23. The composition of claim 1, comprising DMF, a stabilizer and an anionic surfactant.

24. The composition of claim 1, comprising DMF, hydroxypropylmethyl cellulose and an anionic surfactant.

25. The composition of claim 1, comprising DMF, hydroxypropylmethyl cellulose and dioctyl sodium sulfosuccinate (DOSS).

26. The composition of claim 25, wherein the nanoparticles have a weight ratio of DMF to hydroxypropylmethyl cellulose to DOSS in a range of about 10:2:0.1.

27. A pharmaceutical composition, comprising the composition of claim 1 and a pharmaceutically acceptable carrier.

28. The pharmaceutical composition of claim 27 in a parenteral dosage form comprising a therapeutically effective amount of dimethyl fumarate.

29. The pharmaceutical composition of claim 27 in an oral dosage form comprising a therapeutically effective amount of dimethyl fumarate.

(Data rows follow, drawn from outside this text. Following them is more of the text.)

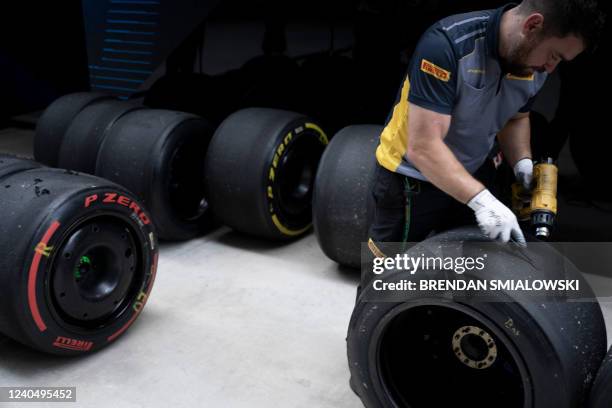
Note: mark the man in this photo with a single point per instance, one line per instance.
(472, 80)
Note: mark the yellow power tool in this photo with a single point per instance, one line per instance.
(538, 206)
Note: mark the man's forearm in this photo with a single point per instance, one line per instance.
(440, 166)
(515, 140)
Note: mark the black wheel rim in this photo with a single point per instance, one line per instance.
(96, 273)
(435, 356)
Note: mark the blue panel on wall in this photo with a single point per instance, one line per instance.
(128, 39)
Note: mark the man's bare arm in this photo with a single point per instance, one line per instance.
(515, 139)
(427, 151)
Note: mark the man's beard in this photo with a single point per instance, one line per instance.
(514, 63)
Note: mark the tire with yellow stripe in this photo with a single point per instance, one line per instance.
(260, 172)
(342, 205)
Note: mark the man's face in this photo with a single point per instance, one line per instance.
(538, 53)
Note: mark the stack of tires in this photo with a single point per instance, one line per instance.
(256, 173)
(79, 257)
(156, 154)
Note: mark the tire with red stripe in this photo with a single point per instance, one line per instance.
(79, 257)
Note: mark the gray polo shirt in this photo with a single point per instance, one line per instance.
(455, 70)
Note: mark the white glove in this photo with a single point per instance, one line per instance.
(523, 171)
(495, 219)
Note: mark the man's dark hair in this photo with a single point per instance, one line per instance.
(582, 18)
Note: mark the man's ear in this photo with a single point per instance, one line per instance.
(533, 24)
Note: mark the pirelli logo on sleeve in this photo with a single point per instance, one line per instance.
(435, 71)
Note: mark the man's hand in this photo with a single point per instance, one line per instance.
(496, 220)
(523, 171)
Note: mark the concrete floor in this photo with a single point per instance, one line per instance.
(232, 322)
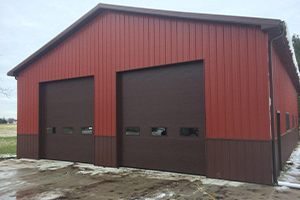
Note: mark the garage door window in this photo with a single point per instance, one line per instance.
(189, 132)
(50, 130)
(159, 131)
(68, 130)
(132, 131)
(87, 130)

30. The pharmaceutical composition of claim 29, wherein the oral dosage form comprises compressed nanoparticles.

31. The pharmaceutical composition of claim 27 in a form of a tablet, a pill, a capsule, a sustained release formulation, or a powder.

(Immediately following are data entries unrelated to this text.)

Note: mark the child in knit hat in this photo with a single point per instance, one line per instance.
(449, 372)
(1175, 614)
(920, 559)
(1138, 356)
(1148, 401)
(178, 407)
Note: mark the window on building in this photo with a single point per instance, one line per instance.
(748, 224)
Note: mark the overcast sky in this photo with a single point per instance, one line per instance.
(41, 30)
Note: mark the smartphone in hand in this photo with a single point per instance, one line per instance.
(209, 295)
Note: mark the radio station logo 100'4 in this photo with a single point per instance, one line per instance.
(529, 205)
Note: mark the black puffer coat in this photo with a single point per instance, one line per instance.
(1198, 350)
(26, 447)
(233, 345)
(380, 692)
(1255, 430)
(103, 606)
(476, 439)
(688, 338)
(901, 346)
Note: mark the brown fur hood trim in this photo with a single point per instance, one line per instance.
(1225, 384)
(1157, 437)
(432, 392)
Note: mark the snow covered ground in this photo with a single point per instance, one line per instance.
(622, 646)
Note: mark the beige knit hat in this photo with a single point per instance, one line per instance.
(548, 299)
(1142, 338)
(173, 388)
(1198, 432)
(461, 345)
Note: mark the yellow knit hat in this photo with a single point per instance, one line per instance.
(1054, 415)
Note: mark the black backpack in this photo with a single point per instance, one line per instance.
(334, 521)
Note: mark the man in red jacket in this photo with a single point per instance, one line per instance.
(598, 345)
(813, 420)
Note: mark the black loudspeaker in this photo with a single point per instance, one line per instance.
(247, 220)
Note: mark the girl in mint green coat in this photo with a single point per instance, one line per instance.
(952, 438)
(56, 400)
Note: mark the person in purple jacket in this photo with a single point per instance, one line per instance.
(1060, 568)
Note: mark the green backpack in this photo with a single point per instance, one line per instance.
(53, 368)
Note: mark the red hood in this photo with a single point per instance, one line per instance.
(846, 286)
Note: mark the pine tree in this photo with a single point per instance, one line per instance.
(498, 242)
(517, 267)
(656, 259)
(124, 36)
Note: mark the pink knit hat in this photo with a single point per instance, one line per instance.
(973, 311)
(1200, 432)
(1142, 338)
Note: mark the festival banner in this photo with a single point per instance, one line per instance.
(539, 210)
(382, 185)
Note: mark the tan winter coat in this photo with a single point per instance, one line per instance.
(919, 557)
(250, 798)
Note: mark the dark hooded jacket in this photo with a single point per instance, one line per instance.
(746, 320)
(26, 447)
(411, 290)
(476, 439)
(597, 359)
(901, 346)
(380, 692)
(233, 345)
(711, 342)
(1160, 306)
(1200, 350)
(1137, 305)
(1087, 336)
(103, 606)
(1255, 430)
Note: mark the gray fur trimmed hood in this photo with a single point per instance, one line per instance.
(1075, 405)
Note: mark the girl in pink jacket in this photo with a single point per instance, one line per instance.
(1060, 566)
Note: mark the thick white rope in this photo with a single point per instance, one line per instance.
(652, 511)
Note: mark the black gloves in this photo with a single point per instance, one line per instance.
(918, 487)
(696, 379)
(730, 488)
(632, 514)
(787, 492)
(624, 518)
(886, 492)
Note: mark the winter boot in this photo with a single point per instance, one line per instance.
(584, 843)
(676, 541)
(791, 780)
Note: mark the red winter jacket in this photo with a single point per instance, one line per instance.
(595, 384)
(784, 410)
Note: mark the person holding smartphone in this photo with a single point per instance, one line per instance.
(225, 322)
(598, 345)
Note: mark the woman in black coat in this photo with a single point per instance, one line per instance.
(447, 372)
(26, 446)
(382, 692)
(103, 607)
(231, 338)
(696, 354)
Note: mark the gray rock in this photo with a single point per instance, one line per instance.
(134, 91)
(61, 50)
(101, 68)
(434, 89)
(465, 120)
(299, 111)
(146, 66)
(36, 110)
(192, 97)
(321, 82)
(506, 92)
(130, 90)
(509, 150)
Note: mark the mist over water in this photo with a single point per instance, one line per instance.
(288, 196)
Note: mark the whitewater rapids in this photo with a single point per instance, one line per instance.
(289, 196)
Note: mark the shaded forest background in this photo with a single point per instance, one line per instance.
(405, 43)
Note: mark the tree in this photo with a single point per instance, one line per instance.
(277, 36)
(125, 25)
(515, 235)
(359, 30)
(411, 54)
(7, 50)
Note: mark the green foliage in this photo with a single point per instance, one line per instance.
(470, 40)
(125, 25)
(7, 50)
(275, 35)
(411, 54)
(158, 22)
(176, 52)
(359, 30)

32. A method of treating a disease in a patient in need of such treatment, comprising administering to the patient a therapeutically effective amount of the pharmaceutical composition of claim 27.

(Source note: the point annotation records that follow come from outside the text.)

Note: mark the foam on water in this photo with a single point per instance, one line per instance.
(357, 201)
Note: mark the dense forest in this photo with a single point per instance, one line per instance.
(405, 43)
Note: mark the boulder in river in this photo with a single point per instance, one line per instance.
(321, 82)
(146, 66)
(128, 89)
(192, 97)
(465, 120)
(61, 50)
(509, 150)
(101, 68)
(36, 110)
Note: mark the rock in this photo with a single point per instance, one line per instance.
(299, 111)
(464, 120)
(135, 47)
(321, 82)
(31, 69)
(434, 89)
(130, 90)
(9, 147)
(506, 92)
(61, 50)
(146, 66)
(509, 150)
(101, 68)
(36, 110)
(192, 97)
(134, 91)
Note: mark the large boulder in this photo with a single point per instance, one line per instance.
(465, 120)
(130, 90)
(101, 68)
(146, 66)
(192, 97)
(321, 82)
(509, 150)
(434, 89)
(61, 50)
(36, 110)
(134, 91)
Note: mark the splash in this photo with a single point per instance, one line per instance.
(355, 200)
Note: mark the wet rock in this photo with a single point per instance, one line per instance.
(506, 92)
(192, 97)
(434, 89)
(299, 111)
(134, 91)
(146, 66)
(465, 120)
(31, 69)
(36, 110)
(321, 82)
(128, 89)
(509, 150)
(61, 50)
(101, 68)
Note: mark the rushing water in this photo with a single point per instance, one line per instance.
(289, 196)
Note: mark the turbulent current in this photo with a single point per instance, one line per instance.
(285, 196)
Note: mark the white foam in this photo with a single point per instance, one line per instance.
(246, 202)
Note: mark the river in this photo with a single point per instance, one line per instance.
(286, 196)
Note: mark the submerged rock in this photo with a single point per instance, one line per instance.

33. The method of claim 32, wherein the disease is selected from the group consisting of adrenal leukodystrophy, AGE-induced genome damage, Alexanders Disease, Alper's Disease, Alzheimer's disease, amyotrophic lateral sclerosis, angina pectoris, arthritis, asthma, balo concentric sclerosis, Canavan disease, cardiac insufficiency including left ventricular insufficiency, central nervous system vasculitis, Charcott-Marie-Tooth Disease, childhood ataxia with central nervous system hypomyelination, chronic idiopathic peripheral neuropathy, chronic obstructive pulmonary disease, Crohn's disease, diabetic retinopathy, graft versus host disease, hepatitis C viral infection, herpes simplex viral infection, human immunodeficiency viral infection, Huntington's disease, irritable bowel disorder, ischemia, Krabbe Disease, lichen planus, macular degeneration, mitochondrial encephalomyopathy, monomelic amyotrophy, multiple sclerosis, myocardial infarction, neurodegeneration with brain iron accumulation, neuromyelitis optica, neurosarcoidosis, NF-κB mediated diseases, optic neuritis, pareneoplastic syndromes, Parkinson's disease, Pelizaeus-Merzbacher disease, primary lateral sclerosis, progressive supranuclear palsy, psoriasis, reperfusion injury, retinopathia pigmentosa, Schilders Disease, subacute necrotizing myelopathy, susac syndrome, transplantation rejection, transverse myelitis, a tumor, ulcerative colitis and Zellweger's syndrome.

34. The method of claim 32, wherein the disease is multiple sclerosis.

35. The method of claim 32, wherein the disease is psoriasis.